May 1998 Edition



Response to Sanctions

Leader of the Samajwadi Party and former Defence Minister Mr Mulayam Singh Yadav said that India would be undeterred by threats of sanctions. He criticized Prime Minister Mr A. B. Vajpayee for writing to the US explaining the reasons for the tests. Mr Yadav said that the fact that the Vajpayee government gave the US a clarification on the nuclear tests `proves India is under pressure from the US.' Observing that the nuclear tests could not have been conducted without several years of advance preparation, he said that the UF too was ready to conduct nuclear tests but the government was toppled before it could do so.

And, while warning against signing the CTBT and NPT, he charged the government of `increasing tensions with the neighbours' and said the country's nuclear capabilities are matters of top secrecy and need not have been revealed.

Mr Yadav, speaking from Patna said the the country would `unitedly' fight the sweeping sanctions imposed by the US after the successful nuclear testing at Pokhran.

Meanwhile, the Janata Dal president Mr Sharad Yadav today reiterated its stand against the Centre's offer to adhere to some of the undertakings of the CTBT.

The Left parties also came strongly against the U.S. and other Western powers for imposing sanctions against India. They urged the Government not to be intimidated by them and sought an assurance that it would not sign the Comprehensive Test Ban Treaty (CTBT) under pressure.

The CPI(M) politburo said in a strongly worded statement that the nuclear power states which had all along supported an ``unequal and discriminatory'' regime had no right ``moral or otherwise'' to impose sanctions against India. ``All sections of the people will unitedly reject any intimidatory tactics directed against India'', it said.

The party argued that in the coming weeks sanctions would be used by Western powers to pressure India into signing the CTBT and other NPT. It warned the Government against ``capitulating'' to such pressures and said that there should be no change in India's long-standing ``consensual'' decision not to sign these treaties.

The CPI(M) also criticised the Government for what it described it as attempt to further open up the economy to foreign capital ``in the name of combating sanctions.'' Already, the Government had announced its decision to offer counter guarantees to three multinational companies for power projects. ``Accelerating this disastrous course will not combat the effect of sanctions but, on the contrary, will make India more vulnerable to foreign economic pressures'', the party said.

The CPI central secretariat also condemned the sanctions using almost the same language as the CPI(M). It said the U.S. had ``no moral right'' to do and it would not succeed in bringing India to ``its knees.'' It was the U.S. which would lose in the long run, the party pointed out in a statement.

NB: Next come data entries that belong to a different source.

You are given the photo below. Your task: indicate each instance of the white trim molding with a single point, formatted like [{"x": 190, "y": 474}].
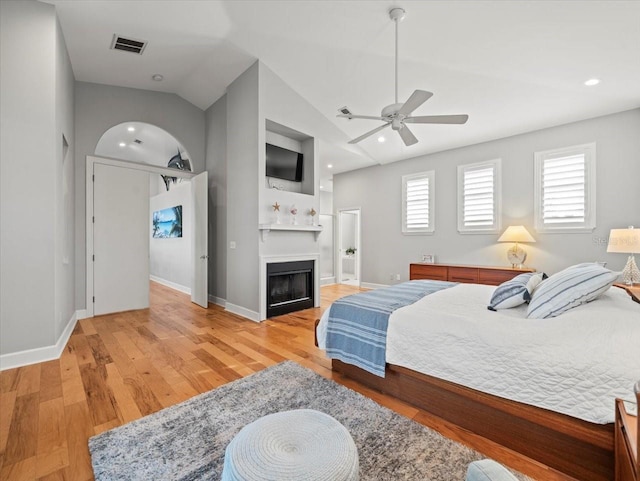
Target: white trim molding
[{"x": 41, "y": 354}]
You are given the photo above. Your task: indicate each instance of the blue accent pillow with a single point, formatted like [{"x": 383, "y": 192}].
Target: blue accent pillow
[
  {"x": 570, "y": 288},
  {"x": 516, "y": 291}
]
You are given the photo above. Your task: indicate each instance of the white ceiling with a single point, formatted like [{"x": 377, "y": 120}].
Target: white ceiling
[{"x": 513, "y": 66}]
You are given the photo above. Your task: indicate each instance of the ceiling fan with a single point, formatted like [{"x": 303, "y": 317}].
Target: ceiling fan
[{"x": 398, "y": 114}]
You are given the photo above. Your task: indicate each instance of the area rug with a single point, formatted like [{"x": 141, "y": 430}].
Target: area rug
[{"x": 187, "y": 441}]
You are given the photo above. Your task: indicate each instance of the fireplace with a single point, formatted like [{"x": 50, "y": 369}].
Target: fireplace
[{"x": 289, "y": 287}]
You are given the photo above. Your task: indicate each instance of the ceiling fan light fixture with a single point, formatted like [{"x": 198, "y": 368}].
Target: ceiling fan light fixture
[{"x": 399, "y": 113}]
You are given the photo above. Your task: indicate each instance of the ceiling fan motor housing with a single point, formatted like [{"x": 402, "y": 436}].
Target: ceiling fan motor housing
[{"x": 391, "y": 110}]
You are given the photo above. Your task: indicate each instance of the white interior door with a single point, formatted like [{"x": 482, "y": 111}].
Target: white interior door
[
  {"x": 199, "y": 288},
  {"x": 120, "y": 239},
  {"x": 349, "y": 237}
]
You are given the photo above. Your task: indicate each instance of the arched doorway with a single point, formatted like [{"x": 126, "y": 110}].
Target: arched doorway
[{"x": 147, "y": 152}]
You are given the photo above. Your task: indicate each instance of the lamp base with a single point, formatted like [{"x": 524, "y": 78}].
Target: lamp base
[
  {"x": 631, "y": 273},
  {"x": 516, "y": 256}
]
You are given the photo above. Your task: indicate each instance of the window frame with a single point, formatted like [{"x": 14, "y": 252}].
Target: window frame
[
  {"x": 589, "y": 224},
  {"x": 431, "y": 176},
  {"x": 496, "y": 227}
]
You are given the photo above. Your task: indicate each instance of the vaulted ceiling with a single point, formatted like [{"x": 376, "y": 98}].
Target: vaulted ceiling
[{"x": 513, "y": 66}]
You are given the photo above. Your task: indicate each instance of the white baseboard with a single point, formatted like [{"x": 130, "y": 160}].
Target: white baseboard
[
  {"x": 371, "y": 285},
  {"x": 40, "y": 354},
  {"x": 219, "y": 301},
  {"x": 241, "y": 311},
  {"x": 172, "y": 285}
]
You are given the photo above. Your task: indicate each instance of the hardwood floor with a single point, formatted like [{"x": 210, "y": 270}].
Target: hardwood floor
[{"x": 120, "y": 367}]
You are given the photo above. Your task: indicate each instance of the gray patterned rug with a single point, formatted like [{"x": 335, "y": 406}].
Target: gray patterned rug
[{"x": 187, "y": 441}]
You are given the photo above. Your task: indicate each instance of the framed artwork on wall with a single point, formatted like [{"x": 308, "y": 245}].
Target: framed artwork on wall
[{"x": 167, "y": 223}]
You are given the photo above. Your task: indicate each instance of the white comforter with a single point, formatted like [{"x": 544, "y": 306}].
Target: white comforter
[{"x": 576, "y": 363}]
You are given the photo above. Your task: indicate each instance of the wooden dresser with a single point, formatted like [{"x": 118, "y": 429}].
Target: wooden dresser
[{"x": 493, "y": 276}]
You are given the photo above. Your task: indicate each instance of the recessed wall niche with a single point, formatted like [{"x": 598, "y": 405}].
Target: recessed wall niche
[{"x": 283, "y": 166}]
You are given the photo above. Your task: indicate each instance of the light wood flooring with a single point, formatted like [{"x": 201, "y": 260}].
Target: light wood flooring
[{"x": 120, "y": 367}]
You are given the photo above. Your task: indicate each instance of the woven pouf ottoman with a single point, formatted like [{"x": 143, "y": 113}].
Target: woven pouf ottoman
[{"x": 292, "y": 445}]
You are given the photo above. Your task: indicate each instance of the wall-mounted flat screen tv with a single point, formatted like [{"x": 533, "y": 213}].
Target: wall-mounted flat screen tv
[{"x": 283, "y": 163}]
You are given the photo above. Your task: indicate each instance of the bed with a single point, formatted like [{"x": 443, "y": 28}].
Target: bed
[{"x": 542, "y": 387}]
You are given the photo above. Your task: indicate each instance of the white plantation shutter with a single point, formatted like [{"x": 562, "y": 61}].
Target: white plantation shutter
[
  {"x": 417, "y": 203},
  {"x": 479, "y": 197},
  {"x": 565, "y": 189}
]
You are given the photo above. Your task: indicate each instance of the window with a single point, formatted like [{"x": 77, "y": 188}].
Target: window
[
  {"x": 565, "y": 189},
  {"x": 417, "y": 203},
  {"x": 479, "y": 197}
]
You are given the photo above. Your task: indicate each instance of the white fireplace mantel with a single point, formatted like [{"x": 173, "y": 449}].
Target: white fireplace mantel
[
  {"x": 266, "y": 259},
  {"x": 266, "y": 228}
]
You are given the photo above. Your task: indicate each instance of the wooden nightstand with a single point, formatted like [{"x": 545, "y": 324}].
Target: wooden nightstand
[
  {"x": 633, "y": 291},
  {"x": 626, "y": 442}
]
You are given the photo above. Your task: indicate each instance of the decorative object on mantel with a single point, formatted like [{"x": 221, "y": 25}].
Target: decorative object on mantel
[
  {"x": 276, "y": 211},
  {"x": 516, "y": 233},
  {"x": 626, "y": 241}
]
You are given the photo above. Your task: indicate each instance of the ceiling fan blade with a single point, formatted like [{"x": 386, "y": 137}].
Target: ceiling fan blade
[
  {"x": 437, "y": 119},
  {"x": 371, "y": 132},
  {"x": 407, "y": 136},
  {"x": 417, "y": 98},
  {"x": 352, "y": 116}
]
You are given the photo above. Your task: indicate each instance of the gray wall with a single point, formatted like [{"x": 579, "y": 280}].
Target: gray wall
[
  {"x": 386, "y": 251},
  {"x": 36, "y": 88},
  {"x": 216, "y": 164},
  {"x": 243, "y": 127},
  {"x": 100, "y": 107}
]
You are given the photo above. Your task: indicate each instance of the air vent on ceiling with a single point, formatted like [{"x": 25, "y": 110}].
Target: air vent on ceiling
[{"x": 128, "y": 44}]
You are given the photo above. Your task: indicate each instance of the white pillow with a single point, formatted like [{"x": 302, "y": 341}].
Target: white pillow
[
  {"x": 569, "y": 288},
  {"x": 515, "y": 292}
]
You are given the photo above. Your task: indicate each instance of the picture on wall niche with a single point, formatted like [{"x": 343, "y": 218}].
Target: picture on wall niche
[{"x": 167, "y": 223}]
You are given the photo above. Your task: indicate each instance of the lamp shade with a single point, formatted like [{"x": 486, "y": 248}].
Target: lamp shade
[
  {"x": 625, "y": 241},
  {"x": 516, "y": 233}
]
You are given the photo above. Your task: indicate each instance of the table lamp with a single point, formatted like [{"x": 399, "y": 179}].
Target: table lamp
[
  {"x": 516, "y": 234},
  {"x": 626, "y": 241}
]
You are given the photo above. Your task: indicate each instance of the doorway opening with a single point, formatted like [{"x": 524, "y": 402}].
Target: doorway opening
[
  {"x": 163, "y": 164},
  {"x": 349, "y": 246}
]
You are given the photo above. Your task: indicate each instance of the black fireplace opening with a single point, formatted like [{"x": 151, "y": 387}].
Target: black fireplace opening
[{"x": 289, "y": 287}]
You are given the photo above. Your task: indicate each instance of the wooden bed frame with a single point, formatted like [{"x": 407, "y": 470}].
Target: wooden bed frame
[
  {"x": 572, "y": 446},
  {"x": 578, "y": 448}
]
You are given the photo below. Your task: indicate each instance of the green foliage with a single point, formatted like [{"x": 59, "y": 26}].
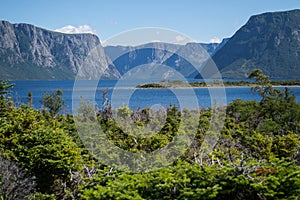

The CPI criticized the ``flurry'' of approvals to the multinational projects in the past week, saying it was not the way to fight the economic sanctions imposed by the U.S. and some other countries. ``Generously handing out oil exploration blocks, approving prospecting and mining leases, inducting multinational companies in copper and other business and providing counter- guarantees to a dozen power projects will prove counterproductive in the long run'', the party's Central secretariat said in a statement.

The Left leaders pointed out that such a policy ran contrary to the BJP's own ``swadeshi'' plank. ``If the swadeshi lobby within the BJP had thought that the sanctions would be a blessing in disguise, they should think again'', a CPI leader said.